Very excellent.  I love it.  How did you like that Turley?  Next summer I am taking out my scouts to pass off their one nighter in a shelter they make for the Wilderness Survival Merit Badge.  I should probably follow your example and test out my own gear.

----------


## kyratshooter

Photos!!  Good ones too.

I have found over the years that dabris crawl in shelters are more trouble than they are worth.  they never work as advertised and the cold is going to creep in just before you fall asleep.  

I would just as soon have a nice windbreak between me and any breeze and build my fire close enough to a tree that I can lean against the tree, in the shelter of the windbreak, in front of the fire and doze until someone comes to tell me the coffee is ready.

----------


## crashdive123

> Photos!!  Good ones too.
> 
> I have found over the years that dabris crawl in shelters are more trouble than they are worth.  they never work as advertised and the cold is going to creep in just before you fall asleep.  
> 
> I would just as soon have a nice windbreak between me and any breeze and build my fire close enough to a tree that I can lean against the tree, in the shelter of the windbreak, in front of the fire and *doze until someone comes to tell me the coffee is ready.*


I would have told you 5 hours earlier, but you were sleeping so soundly.

----------


## Rick

I touched base with Erica at: 

http://equinoxcoronado.com/

Even though the arrowcard is not listed on their website they are selling them. Just email Erica at the email address on their web site. She said they are $20 plus $7.20 shipping.
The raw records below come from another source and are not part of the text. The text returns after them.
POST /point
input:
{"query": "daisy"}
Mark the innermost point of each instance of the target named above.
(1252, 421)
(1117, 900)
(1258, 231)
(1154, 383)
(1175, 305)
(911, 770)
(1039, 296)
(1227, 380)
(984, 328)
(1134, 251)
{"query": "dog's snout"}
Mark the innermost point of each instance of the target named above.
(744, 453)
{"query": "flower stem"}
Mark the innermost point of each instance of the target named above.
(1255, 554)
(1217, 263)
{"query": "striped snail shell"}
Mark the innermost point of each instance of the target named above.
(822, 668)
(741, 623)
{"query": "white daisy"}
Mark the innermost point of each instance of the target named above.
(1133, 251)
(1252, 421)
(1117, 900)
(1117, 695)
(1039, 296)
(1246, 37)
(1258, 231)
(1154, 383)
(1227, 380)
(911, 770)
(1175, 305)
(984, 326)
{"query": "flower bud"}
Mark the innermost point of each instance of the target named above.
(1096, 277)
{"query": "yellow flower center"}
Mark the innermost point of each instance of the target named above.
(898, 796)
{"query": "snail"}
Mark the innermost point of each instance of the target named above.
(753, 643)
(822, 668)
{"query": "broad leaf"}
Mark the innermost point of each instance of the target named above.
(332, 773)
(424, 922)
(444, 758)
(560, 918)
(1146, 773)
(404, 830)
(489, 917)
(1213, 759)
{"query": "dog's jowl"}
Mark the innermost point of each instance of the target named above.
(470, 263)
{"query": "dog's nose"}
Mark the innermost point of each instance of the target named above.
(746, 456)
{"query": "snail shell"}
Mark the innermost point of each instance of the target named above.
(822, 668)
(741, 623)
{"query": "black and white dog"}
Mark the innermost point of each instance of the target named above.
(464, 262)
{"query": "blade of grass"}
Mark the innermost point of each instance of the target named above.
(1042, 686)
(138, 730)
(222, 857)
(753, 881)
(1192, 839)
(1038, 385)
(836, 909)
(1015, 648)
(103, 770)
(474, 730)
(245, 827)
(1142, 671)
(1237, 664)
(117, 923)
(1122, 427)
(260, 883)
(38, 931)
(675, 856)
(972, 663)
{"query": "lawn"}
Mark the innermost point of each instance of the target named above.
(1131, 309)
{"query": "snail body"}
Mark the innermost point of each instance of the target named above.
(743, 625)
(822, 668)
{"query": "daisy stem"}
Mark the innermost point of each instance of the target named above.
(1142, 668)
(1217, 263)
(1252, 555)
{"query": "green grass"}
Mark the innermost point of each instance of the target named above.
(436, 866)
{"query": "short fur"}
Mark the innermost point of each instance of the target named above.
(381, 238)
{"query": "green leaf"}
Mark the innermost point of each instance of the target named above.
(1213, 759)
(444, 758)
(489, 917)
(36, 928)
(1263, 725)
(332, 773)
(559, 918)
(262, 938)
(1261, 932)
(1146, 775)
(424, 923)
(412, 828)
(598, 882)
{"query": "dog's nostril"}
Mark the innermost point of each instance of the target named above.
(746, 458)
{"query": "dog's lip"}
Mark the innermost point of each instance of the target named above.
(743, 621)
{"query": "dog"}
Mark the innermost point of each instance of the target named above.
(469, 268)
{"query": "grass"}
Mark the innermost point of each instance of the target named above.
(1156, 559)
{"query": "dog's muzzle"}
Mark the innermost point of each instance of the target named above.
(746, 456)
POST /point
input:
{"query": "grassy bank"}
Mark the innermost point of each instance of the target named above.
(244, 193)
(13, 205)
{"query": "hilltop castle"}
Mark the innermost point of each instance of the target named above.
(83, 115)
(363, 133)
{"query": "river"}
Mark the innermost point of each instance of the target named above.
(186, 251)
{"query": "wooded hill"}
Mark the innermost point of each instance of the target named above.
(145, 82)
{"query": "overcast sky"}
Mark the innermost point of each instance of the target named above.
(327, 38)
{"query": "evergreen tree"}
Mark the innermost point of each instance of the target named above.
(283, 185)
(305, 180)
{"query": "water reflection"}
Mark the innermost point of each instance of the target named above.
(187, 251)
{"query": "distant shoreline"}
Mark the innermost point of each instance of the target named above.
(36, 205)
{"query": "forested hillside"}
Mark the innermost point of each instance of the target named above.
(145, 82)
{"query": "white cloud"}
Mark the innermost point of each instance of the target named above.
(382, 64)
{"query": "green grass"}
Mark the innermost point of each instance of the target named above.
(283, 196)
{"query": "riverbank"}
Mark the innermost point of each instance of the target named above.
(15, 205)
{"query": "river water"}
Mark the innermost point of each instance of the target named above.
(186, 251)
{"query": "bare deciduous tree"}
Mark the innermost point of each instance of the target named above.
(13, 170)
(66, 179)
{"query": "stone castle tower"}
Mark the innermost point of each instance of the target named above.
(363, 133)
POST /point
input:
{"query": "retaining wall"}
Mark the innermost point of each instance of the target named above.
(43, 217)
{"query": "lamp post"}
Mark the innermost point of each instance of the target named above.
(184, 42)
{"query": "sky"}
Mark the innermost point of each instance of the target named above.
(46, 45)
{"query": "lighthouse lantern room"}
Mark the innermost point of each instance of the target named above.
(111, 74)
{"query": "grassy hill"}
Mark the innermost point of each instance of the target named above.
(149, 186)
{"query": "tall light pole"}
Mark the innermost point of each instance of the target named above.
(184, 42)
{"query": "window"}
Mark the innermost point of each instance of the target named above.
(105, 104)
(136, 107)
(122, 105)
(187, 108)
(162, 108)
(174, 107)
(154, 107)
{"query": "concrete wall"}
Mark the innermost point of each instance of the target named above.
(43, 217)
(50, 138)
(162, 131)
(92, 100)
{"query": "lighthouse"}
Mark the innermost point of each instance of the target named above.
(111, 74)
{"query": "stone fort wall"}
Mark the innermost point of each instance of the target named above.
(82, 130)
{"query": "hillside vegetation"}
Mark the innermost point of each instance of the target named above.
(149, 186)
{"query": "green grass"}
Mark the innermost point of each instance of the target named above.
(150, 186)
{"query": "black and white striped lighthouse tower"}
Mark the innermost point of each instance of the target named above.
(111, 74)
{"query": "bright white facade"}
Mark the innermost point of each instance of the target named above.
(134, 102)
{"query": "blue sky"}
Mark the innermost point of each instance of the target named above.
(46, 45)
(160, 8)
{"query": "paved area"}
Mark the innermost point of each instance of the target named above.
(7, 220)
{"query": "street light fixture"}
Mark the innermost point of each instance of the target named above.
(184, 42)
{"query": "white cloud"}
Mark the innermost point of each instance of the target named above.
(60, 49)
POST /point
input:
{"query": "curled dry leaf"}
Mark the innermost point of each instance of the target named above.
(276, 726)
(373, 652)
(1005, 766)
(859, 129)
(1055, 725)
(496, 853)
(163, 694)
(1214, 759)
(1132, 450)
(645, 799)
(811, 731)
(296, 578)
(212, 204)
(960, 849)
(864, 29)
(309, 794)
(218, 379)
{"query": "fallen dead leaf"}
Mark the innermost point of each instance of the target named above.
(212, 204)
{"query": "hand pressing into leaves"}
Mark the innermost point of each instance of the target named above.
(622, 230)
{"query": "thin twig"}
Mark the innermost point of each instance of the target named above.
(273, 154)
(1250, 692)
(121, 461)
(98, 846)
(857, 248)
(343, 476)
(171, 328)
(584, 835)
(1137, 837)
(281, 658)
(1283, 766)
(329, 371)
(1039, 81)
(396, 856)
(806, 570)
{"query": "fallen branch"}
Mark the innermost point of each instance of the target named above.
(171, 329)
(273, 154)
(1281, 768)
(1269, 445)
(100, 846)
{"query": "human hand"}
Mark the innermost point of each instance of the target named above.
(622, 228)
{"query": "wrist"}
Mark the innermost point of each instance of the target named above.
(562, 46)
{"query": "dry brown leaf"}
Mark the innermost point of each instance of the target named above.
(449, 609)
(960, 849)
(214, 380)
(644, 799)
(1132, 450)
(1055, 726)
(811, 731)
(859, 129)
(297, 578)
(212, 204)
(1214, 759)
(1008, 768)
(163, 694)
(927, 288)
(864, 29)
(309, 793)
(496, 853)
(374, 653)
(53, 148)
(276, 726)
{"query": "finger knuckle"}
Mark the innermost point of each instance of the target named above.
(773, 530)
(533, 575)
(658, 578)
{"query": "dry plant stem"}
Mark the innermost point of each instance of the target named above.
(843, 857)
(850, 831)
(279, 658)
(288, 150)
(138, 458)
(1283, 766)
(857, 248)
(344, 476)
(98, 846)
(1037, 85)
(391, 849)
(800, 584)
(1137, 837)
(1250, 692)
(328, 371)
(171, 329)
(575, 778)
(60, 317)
I also spoke with the manufacturer and he said retail sales started a few weeks ago and production runs are limited so get your order in if you are interested. 

That's a great find IA Woodsman. It's always good to find new survival tools.

----------


## crashdive123

When should we expect to see them on Safe Zone?

----------


## Rick

Production needs to ramp up before other retailers can be considered. Erica and Mike are close friends of Phil's so they have it exclusively at the moment. Nice spot to be sitting in.

----------


## DSJohnson

What does PKS mean here?

----------


## sjj

Personal Survival Kit - PSK

----------


## RangerXanatos

Good to see you back, sjj!

----------


## DSJohnson

Thank you. I really need to spend more time on that list of abbreviations.

----------